Chicago and Illinois differ from Greece, however, in at least one important respect.  The balanced budget requirements in Illinois are homegrown, a matter of the state constitution and state law.  For Greece, the apparent restrictions were conditions on its participation in an economic and financial agreement among sovereign nations.

How about the United States?  Does government financial data reflect reality, or does it underreport debt?

The Treasury Department’s “Debt to the Penny” website currently shows over $18 trillion in “total debt,” while the Financial Report of the U.S. Government reports (on a different definition) about $20 trillion in “total liabilities.”  Each of these totals pale in comparison to the unfunded obligations undertaken for Social Security and Medicare spending.  Using the federal government’s own calculations of the present value of future Social Security and Medicare spending net of dedicated payroll taxes, we estimate the “true” federal government debt rises above $80 trillion. 
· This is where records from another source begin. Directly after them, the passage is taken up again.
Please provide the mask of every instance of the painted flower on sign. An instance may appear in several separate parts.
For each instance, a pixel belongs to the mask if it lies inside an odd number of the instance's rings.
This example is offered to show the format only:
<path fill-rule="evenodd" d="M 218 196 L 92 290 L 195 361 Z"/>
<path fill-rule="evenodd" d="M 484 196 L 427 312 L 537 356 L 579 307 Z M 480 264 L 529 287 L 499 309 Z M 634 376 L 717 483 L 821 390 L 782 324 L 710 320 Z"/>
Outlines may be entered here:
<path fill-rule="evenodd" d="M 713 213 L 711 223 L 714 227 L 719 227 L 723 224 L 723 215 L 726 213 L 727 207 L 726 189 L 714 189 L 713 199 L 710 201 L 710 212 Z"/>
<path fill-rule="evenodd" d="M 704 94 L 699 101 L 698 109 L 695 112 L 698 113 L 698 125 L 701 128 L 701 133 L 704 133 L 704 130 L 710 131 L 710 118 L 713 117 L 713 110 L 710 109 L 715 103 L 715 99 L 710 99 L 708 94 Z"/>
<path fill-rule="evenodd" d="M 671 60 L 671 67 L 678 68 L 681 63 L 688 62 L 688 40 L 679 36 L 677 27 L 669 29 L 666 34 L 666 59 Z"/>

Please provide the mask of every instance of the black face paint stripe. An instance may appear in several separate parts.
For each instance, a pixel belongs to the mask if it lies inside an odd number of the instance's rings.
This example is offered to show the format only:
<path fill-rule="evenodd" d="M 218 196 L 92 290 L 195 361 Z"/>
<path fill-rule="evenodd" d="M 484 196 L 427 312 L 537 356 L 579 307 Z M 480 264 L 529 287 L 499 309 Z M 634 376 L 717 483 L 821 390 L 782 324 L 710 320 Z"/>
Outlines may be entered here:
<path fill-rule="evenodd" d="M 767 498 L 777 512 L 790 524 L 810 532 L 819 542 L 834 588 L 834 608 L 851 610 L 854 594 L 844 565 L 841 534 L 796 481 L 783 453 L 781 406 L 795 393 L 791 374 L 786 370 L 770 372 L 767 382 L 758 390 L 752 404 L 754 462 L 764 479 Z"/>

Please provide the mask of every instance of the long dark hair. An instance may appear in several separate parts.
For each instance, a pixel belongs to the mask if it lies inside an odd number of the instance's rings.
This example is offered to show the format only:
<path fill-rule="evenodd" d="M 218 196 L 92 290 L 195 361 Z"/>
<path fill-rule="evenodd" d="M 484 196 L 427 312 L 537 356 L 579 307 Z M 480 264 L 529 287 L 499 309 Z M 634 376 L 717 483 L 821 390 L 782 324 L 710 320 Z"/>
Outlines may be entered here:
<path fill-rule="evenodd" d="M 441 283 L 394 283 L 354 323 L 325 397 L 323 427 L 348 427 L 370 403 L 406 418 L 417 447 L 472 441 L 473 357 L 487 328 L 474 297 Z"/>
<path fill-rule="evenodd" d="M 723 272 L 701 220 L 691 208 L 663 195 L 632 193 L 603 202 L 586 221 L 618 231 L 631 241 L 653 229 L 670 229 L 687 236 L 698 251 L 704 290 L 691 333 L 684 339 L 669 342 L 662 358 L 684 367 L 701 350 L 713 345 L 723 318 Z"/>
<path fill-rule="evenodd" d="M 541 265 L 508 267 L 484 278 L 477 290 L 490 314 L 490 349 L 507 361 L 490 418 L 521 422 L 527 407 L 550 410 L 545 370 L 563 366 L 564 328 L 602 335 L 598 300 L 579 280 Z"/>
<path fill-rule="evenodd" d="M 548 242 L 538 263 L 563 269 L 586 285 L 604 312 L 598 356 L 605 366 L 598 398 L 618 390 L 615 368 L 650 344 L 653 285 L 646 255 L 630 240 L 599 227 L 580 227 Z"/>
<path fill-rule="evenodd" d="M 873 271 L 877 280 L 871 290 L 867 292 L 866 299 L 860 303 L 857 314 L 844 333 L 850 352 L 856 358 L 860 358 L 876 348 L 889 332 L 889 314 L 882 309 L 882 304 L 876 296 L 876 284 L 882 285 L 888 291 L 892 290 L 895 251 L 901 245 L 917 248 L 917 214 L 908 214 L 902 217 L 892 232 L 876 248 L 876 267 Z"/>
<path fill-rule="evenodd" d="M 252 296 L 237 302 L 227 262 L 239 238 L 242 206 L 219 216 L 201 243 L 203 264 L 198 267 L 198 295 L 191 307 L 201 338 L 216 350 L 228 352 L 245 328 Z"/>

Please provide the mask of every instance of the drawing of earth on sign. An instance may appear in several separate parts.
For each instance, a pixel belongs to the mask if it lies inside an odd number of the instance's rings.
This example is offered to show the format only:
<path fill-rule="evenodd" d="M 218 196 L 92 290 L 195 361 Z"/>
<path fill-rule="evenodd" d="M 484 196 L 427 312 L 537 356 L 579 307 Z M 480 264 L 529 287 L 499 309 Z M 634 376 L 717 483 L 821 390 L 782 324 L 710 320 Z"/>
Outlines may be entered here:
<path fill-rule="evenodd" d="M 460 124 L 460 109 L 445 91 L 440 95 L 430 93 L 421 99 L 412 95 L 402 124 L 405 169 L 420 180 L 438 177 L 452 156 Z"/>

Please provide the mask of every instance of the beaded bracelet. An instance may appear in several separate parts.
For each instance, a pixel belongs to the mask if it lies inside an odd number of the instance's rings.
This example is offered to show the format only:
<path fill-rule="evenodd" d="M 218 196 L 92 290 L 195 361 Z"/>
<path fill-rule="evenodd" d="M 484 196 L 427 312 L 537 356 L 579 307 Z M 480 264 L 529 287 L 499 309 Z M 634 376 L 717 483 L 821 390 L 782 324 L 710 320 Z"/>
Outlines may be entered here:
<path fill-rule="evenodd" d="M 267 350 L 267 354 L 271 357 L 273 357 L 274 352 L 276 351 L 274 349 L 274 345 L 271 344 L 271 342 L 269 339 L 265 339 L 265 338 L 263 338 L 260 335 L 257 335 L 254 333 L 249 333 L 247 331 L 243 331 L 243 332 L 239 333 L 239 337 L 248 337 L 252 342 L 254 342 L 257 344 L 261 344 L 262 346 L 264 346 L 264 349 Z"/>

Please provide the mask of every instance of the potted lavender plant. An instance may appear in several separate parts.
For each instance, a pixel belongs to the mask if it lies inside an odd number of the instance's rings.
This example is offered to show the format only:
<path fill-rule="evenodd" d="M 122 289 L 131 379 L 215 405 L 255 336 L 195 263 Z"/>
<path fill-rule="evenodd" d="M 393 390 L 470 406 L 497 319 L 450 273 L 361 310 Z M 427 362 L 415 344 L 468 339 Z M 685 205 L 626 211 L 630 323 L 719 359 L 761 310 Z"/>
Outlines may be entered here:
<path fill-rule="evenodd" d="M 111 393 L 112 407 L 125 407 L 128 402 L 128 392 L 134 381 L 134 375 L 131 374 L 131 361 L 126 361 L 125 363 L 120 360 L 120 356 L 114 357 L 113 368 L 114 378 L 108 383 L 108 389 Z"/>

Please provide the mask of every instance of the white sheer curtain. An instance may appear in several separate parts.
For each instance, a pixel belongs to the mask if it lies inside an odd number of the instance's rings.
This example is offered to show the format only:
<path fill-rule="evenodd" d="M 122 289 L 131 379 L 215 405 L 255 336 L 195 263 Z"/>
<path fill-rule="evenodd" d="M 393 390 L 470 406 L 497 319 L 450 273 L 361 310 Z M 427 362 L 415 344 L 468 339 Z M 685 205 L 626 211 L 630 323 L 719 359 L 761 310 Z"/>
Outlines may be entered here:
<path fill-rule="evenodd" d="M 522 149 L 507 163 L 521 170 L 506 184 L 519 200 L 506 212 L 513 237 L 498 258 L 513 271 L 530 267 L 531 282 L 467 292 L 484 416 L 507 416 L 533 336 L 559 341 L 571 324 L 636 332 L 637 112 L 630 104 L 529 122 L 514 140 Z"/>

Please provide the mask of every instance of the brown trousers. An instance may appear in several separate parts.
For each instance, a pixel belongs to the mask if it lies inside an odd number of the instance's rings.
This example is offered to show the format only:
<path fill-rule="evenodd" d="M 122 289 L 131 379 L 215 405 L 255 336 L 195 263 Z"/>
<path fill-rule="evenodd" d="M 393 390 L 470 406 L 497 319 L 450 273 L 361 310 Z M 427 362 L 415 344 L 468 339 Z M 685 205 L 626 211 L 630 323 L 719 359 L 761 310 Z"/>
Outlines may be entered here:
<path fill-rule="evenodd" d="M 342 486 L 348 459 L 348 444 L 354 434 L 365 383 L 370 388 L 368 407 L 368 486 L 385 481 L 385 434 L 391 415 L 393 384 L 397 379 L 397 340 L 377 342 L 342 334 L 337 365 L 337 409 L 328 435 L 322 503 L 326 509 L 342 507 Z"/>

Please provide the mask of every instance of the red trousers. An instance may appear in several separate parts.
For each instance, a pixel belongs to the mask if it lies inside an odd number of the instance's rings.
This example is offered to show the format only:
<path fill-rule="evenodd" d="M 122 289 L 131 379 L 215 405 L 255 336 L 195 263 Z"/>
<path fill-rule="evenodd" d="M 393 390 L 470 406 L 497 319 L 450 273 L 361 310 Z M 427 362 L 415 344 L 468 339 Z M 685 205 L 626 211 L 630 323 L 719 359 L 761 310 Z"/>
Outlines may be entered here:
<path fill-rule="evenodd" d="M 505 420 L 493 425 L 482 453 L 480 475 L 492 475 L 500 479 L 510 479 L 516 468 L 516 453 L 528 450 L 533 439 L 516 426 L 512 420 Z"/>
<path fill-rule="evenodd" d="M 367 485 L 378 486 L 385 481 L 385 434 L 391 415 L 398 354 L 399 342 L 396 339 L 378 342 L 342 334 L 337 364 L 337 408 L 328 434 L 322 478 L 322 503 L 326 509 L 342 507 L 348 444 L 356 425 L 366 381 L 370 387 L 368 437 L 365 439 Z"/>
The annual “debt ceiling” debates are based on total debt numbers far below the government’s true debt.  They aren’t even “ceilings” even in their own narrow view of the world, given that the government always raises them whenever they might become binding.  This is one factor in public cynicism and mistrust about government financial reporting more generally.

 

Loss of trust in government

Surveys show widespread deterioration in citizen confidence in government(s) in the Eurozone in recent years -- especially in Greece.  This has been due in important part to the unmasking of government financial conditions underlying falsely-reported official accounting statistics.  In turn, that loss of trust and confidence played a key role in the extended economic weakness, with a feedback effect on government financial conditions.
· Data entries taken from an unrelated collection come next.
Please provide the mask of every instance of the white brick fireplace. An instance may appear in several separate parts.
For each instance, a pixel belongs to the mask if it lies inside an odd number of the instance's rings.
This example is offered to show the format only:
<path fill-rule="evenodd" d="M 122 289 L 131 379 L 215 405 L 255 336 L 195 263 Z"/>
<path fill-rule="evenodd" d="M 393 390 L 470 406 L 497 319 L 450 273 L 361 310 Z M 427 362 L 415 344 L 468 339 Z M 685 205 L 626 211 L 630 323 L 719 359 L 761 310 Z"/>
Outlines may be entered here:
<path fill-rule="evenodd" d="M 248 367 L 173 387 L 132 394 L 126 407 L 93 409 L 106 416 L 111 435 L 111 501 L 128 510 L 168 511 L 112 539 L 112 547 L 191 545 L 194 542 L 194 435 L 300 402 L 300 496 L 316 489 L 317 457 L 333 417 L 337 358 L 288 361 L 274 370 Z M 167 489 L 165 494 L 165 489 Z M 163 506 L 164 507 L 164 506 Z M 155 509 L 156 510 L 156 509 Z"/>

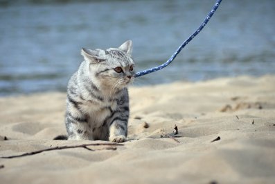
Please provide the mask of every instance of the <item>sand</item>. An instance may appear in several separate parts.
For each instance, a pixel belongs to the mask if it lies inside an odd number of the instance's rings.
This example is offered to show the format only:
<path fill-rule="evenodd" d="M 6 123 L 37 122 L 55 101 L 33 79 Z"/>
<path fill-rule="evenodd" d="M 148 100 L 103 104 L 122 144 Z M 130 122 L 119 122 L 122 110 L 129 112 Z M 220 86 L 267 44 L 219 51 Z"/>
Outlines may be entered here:
<path fill-rule="evenodd" d="M 131 87 L 123 145 L 0 158 L 0 183 L 274 183 L 274 84 L 267 75 Z M 0 156 L 107 143 L 52 140 L 66 133 L 65 99 L 0 98 Z"/>

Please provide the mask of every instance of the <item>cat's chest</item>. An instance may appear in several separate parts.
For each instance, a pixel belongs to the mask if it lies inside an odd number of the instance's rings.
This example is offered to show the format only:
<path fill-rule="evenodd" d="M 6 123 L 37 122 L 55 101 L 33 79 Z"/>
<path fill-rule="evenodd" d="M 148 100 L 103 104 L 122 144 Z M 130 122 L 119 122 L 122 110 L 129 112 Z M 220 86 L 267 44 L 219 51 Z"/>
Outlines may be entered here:
<path fill-rule="evenodd" d="M 107 101 L 100 103 L 87 101 L 83 103 L 82 110 L 90 115 L 91 120 L 102 122 L 116 111 L 117 106 L 116 101 Z"/>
How about the United States?  Do federal, state, and local governments provide a shining example of public confidence to which Greece and other European states can aspire?
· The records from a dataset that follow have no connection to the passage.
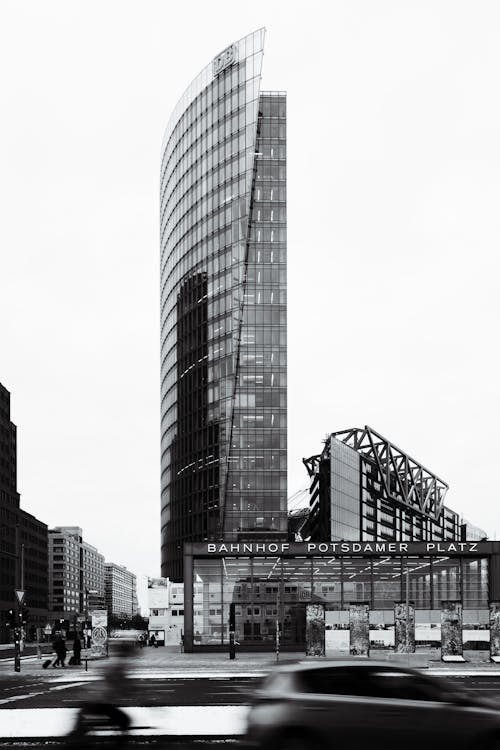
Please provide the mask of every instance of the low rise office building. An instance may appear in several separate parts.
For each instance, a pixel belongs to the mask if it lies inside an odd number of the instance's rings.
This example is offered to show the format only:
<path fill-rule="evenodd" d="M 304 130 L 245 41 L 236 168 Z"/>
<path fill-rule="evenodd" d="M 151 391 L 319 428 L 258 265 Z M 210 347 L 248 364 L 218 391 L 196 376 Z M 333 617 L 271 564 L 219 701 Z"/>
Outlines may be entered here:
<path fill-rule="evenodd" d="M 83 623 L 105 607 L 104 555 L 83 539 L 79 526 L 49 529 L 49 611 L 52 624 Z"/>
<path fill-rule="evenodd" d="M 123 622 L 137 614 L 137 577 L 123 565 L 104 564 L 104 589 L 108 617 Z"/>
<path fill-rule="evenodd" d="M 17 490 L 17 428 L 10 418 L 10 393 L 0 384 L 0 642 L 11 639 L 7 613 L 16 590 L 29 610 L 26 636 L 47 622 L 47 525 L 21 508 Z"/>

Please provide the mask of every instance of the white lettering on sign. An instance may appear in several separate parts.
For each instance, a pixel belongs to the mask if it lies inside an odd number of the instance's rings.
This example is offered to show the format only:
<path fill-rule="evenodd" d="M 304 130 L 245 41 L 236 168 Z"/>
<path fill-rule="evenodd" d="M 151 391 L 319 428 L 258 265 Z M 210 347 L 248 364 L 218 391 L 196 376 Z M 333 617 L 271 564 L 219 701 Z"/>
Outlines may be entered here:
<path fill-rule="evenodd" d="M 477 542 L 210 542 L 205 546 L 196 545 L 197 554 L 212 555 L 418 555 L 426 553 L 466 553 L 489 550 L 478 549 Z M 201 550 L 200 550 L 201 547 Z"/>
<path fill-rule="evenodd" d="M 236 45 L 232 44 L 230 47 L 221 52 L 220 55 L 214 58 L 212 63 L 212 70 L 214 76 L 218 76 L 223 70 L 228 68 L 236 61 Z"/>

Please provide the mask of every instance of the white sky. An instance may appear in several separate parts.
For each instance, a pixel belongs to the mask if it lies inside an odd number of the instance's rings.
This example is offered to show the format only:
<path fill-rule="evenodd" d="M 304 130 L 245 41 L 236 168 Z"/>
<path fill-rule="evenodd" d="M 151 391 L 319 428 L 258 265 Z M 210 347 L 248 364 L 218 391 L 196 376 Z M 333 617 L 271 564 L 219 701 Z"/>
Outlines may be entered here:
<path fill-rule="evenodd" d="M 369 424 L 500 534 L 500 4 L 2 0 L 0 381 L 23 507 L 159 575 L 163 131 L 266 26 L 288 92 L 289 495 Z"/>

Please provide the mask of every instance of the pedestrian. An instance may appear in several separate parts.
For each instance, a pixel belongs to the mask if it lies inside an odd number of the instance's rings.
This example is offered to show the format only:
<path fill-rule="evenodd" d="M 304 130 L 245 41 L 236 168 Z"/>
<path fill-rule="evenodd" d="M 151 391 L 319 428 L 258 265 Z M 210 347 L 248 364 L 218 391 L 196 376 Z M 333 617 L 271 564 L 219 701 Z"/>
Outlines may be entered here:
<path fill-rule="evenodd" d="M 75 640 L 73 641 L 73 656 L 75 664 L 81 664 L 81 653 L 82 653 L 82 642 L 78 637 L 78 633 L 75 633 Z"/>
<path fill-rule="evenodd" d="M 54 662 L 52 664 L 53 667 L 65 667 L 65 660 L 66 660 L 66 654 L 68 653 L 66 649 L 66 644 L 64 642 L 64 638 L 61 635 L 58 635 L 56 640 L 54 641 L 54 650 L 56 652 L 56 658 L 54 659 Z"/>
In 2008, the Association of Government Accountants (AGA) commissioned a survey of public attitudes toward government transparency and accountability.  The AGA concluded that “government at all levels is failing to meet the needs of its citizens with regard to financial management reporting.  There is a large ‘expectations gap.’ The public overwhelmingly believes government has the obligation to report and explain how the government generates and spends its money; however, government is not meeting expectations in any area included in this survey.”

“Without accurate fiscal information, delivered regularly, in an easily understandable format, citizens lack the knowledge they need to interact with – and cast informed votes for – their leaders.  In this regard, a lack of government accountability and transparency undermines democracy and gives rise to cynicism and mistrust.”

The 50 states have been called laboratories of democracy.  One way to test the AGA results is to look across the states, using State Data Lab.  In 2014, Gallup polled citizens across the country about their trust in government.  Looking at their results, there is a significant relationship.  States that have “hidden” more debt off of their publicly reported financial statements, and states that have most frequently spent more money than incoming revenue despite their “balanced budget amendments,” tend to be states with lower trust in state government.

Among the 50 states, Illinois ranked last in trust in state government in this 2014 poll.  Illinois also ranks at or near the top of the 50 states in Truth in Accounting’s “Taxpayer Burden” measure, and at or near the bottom of the 50 states in the frequency of truly “balancing the budget” since 2005.

 

Are we all Spartacus?

Citizens in Chicago, Illinois, and the United States can learn lessons from the Greek crisis, and thereby reduce the odds that they end up in similar circumstances.  Perhaps the most important lesson is that the factors leading to the crisis in Greece have also been at work in the Chicago, Illinois and the United States. 

Back in the Roman Empire, Spartacus led a slave uprising.  We aren’t all slaves, of course.  But perhaps today’s Greek citizens should have stood up sooner, and held their government accountable earlier, to avoid the economic and financial travails they now endure.

Citizens in the U.S. should stand up now.